Sunday, November 7, 2010

Flock Mentality

Sunday, November 07, 2010
By Ben Moyer
Pittsburgh Post Gazette 

For wild turkeys in the fall, it's all about the flock. As far back as spring when the chicks pecked out of their eggs, the hen's clucks bonded the brood as a unit. They left the nest together, fed and roosted together and regrouped to her calls after every encounter with coyote or hawk.

By mid-summer, broods of different hens combined as larger flocks, which will remain together into the winter sharing the best habitats and food sources they can find. Flocks in Pennsylvania this fall are abundant and large, said Game Commission wild turkey biologist Mary Jo Casalena.

"The state's wild turkey population is above the five-year-average thanks to good reproduction the past three springs and generally conservative fall season lengths, which minimizes the overharvest of hens," she said. The most experienced and successful fall turkey hunters understand the wild turkey's compulsion to flock, and use that edge to their advantage.

Pete Clare spends a lot of time hunting wild turkeys in southern New York, where the fall season is seven weeks long. There, he runs Turkey Trot Acres (www.turkeytrotacres.com), guiding visiting turkey hunters into southern tier hardwood hills on every day of the New York fall hunt.

Clare is a big advocate of the "scatter and call" style of fall hunting, especially since he uses Appalachian turkey dogs to find and break flocks (using dogs to hunt turkeys became legal in Pennsylvania in 2008). He notes, though, that flock dynamics change as the fall progresses and that hunters in Pennsylvania's late seasons may need to make adjustments.

"It's amazing how we can observe the flock maturing during our longer season," Clare said. "Getting toward mid-November, when your season [in Pennsylvania] will just be starting, younger birds do not seem so frantic to get back together when scattered. Also, the young gobblers get bigger than their mothers and they try and take over the flock."

Maturing gobblers can be a huge factor.

"If hunters break birds and call to them only with hen yelps, it won't work if young gobblers are running the reassembly," he said. "Calling back a broken flock this late may take a lot of patience and experimentation."

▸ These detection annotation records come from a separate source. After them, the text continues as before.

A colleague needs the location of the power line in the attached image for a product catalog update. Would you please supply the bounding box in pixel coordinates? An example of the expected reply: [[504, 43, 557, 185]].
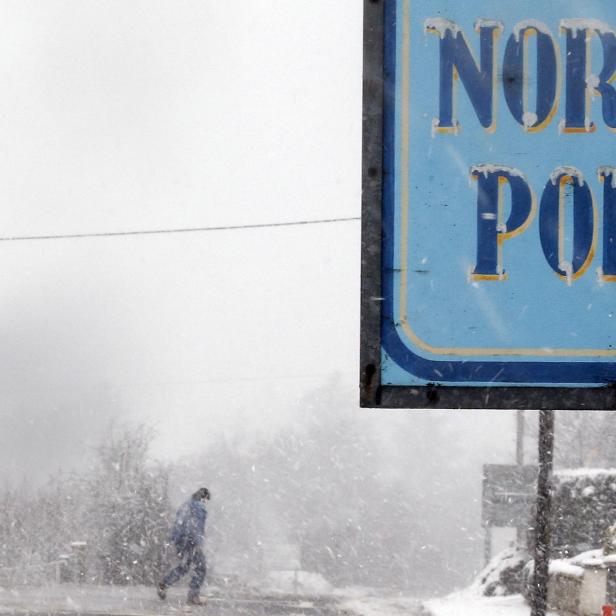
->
[[0, 216, 361, 242]]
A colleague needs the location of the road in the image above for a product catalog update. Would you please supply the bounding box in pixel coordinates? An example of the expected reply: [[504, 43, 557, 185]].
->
[[0, 585, 429, 616]]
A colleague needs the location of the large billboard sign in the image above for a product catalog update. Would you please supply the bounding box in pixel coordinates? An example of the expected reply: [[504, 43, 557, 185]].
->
[[361, 0, 616, 409]]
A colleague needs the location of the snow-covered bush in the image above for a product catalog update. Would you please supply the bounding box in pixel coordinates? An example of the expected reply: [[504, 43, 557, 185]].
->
[[529, 469, 616, 558], [473, 548, 528, 597]]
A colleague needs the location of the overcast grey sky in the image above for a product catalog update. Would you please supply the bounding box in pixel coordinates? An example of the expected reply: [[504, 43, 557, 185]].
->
[[0, 0, 511, 482], [0, 0, 362, 468]]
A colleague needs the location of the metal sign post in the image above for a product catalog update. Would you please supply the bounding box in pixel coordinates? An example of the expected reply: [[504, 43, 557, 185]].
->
[[531, 410, 554, 616]]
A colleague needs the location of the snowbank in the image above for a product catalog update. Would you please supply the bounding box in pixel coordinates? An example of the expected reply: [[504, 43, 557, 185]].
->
[[261, 571, 333, 595], [424, 589, 557, 616]]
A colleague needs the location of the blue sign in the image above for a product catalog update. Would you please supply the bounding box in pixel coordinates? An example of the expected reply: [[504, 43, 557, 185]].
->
[[380, 0, 616, 387]]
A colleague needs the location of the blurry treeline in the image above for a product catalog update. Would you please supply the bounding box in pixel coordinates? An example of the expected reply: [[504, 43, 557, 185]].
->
[[0, 426, 169, 584], [0, 378, 564, 592]]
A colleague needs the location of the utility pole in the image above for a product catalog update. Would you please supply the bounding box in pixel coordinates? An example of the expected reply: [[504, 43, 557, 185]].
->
[[515, 411, 526, 548], [531, 410, 554, 616]]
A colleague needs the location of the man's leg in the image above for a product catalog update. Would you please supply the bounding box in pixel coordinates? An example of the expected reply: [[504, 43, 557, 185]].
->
[[162, 552, 192, 588], [188, 548, 207, 599]]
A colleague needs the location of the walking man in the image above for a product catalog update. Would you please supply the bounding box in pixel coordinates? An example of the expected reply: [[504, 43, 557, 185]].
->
[[157, 488, 210, 605]]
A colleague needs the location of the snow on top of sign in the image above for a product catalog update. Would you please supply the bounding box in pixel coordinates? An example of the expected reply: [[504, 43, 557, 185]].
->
[[560, 17, 614, 38], [558, 260, 573, 286], [513, 19, 552, 43], [599, 165, 616, 188], [550, 165, 585, 186], [471, 163, 524, 179], [475, 19, 505, 32], [424, 17, 462, 39]]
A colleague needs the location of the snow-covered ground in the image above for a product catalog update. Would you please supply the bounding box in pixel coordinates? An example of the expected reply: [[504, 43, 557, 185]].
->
[[0, 584, 568, 616], [424, 590, 557, 616]]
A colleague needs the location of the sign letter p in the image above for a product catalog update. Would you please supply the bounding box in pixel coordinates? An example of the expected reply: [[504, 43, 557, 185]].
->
[[471, 165, 537, 280]]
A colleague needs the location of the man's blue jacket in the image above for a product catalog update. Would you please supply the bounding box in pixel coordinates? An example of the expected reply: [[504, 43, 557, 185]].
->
[[171, 499, 207, 552]]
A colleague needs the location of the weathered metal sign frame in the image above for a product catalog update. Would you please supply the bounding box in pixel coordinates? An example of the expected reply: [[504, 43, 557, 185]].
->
[[360, 0, 616, 409]]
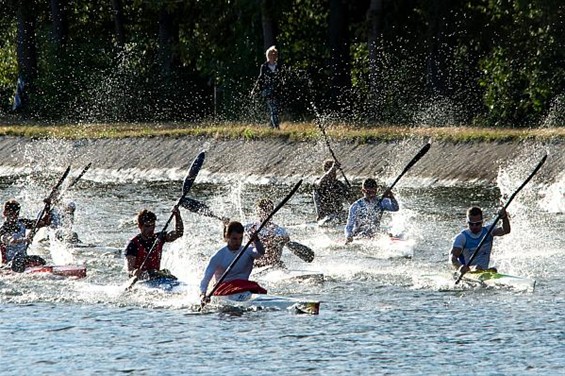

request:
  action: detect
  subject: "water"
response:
[0,169,565,375]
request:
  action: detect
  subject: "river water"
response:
[0,152,565,375]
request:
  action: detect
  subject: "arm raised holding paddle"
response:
[450,206,511,274]
[126,151,206,290]
[125,205,184,280]
[450,154,547,284]
[181,197,314,266]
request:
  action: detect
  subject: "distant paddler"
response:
[312,159,351,225]
[345,178,399,244]
[0,198,51,273]
[124,205,184,280]
[449,206,510,274]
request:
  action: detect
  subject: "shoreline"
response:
[0,136,565,183]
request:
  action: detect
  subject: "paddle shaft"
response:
[24,166,71,253]
[379,141,432,222]
[67,162,92,189]
[202,179,302,307]
[455,154,547,284]
[316,121,351,188]
[381,142,431,194]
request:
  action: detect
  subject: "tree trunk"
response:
[159,6,179,76]
[426,0,450,97]
[260,0,277,51]
[328,0,351,110]
[367,0,383,95]
[49,0,69,47]
[17,0,37,102]
[112,0,126,48]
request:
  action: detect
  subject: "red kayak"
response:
[24,265,86,278]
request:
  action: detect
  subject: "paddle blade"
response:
[182,151,206,196]
[48,166,71,200]
[180,197,217,218]
[404,141,432,171]
[286,242,314,262]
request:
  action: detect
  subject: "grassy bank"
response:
[0,122,565,143]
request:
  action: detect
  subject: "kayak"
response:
[21,265,86,278]
[415,270,536,291]
[137,276,182,292]
[251,266,324,283]
[210,291,320,315]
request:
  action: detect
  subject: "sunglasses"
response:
[467,221,483,226]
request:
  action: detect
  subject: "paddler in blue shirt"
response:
[345,178,398,244]
[449,206,510,273]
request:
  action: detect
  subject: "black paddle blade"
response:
[286,242,314,262]
[49,166,71,200]
[180,197,216,217]
[182,151,206,196]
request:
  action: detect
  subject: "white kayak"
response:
[251,266,324,283]
[415,270,536,291]
[207,291,320,315]
[350,234,415,259]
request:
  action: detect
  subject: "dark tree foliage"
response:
[0,0,565,127]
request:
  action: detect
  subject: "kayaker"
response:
[0,199,51,273]
[312,159,351,224]
[50,201,82,244]
[449,206,510,273]
[124,205,184,280]
[245,198,290,268]
[345,178,398,244]
[200,221,267,304]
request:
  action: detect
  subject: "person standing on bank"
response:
[449,206,510,273]
[251,46,281,129]
[345,178,398,244]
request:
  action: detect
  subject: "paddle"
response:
[126,151,205,290]
[180,197,314,262]
[180,197,227,222]
[201,179,302,308]
[455,154,547,284]
[54,162,92,202]
[310,102,351,188]
[24,166,71,254]
[381,141,432,195]
[286,241,314,262]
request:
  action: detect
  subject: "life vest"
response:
[129,235,163,271]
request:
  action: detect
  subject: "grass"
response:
[0,119,565,143]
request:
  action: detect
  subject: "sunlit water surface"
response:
[0,169,565,375]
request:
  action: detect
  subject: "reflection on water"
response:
[0,175,565,375]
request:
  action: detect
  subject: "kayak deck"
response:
[211,291,320,315]
[414,270,536,291]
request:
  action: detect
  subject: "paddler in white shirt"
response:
[449,206,510,273]
[0,199,51,273]
[200,221,267,303]
[345,178,399,244]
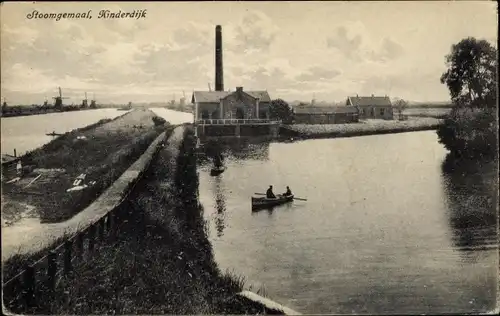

Clare said he's learned that no matter when the season is scheduled, woodsmanship and knowledge of the landscape are valuable assets to the fall turkey hunter. "The best approach is to follow the sign," he said. "Find what birds are feeding on and then look there for fresh scratching. Go easy and slow and you will walk up on them, then scatter them for the call-back."

Especially for hunters without turkey dogs, Clare said that following fresh sign through open hardwoods such as oak or cherry stands is a good way to hunt. "The most effective break [of the flock] is in open hardwoods by total surprise," he said. "You come over a hill and they're out there feeding and you rush into them for a 360-degree scatter. A woods break is a golden thing -- way better than a field break where the birds will see you and fan way in the same direction."

Success at calling the birds back, though, can take more than just a thorough scatter.

"When birds flush, pay close attention. Try and pick up visual clues to the makeup of the flock," Clare said. "Try to see if it is a flock of old gobblers, hens and young of the year, or a flock of jakes. The flock makeup will determine how you call. You don't want to send out 'kee-kee' whistles for a flock of longbeard toms. It won't work." Clare said a common mistake made by fall hunters is to scatter turkeys from their roost site high on a ridge at early morning.

"If you flush them out of the trees high on a ridge they will most times sail all the way to the valley and it will be tough to call them back," he said. "Let them get away from the roost site and then scatter them. Your success will be much better."

Clare's experiences tell him that the ideal time to scatter turkeys is about 1 1/2 hours before dusk. A break then allows enough time for the woods to settle down before calling, yet the turkeys are eager to regroup before dark. If a turkey isn't bagged that evening, said Clare, don't expect the flock to remain broken at dawn.

"I've seen it so many times. They have some way of getting back together at night," he said. "I don't know if they hop from branch to branch or what, but it rarely works that you can go back in there the next morning and call one in." Clare's most reliable turkey tip? "Do not ignore the break site," he said. "Those turkeys will come back there some time during the day. Don't be tempted to follow two or three from the group. Stay at the break site and call and you will have a good hunt."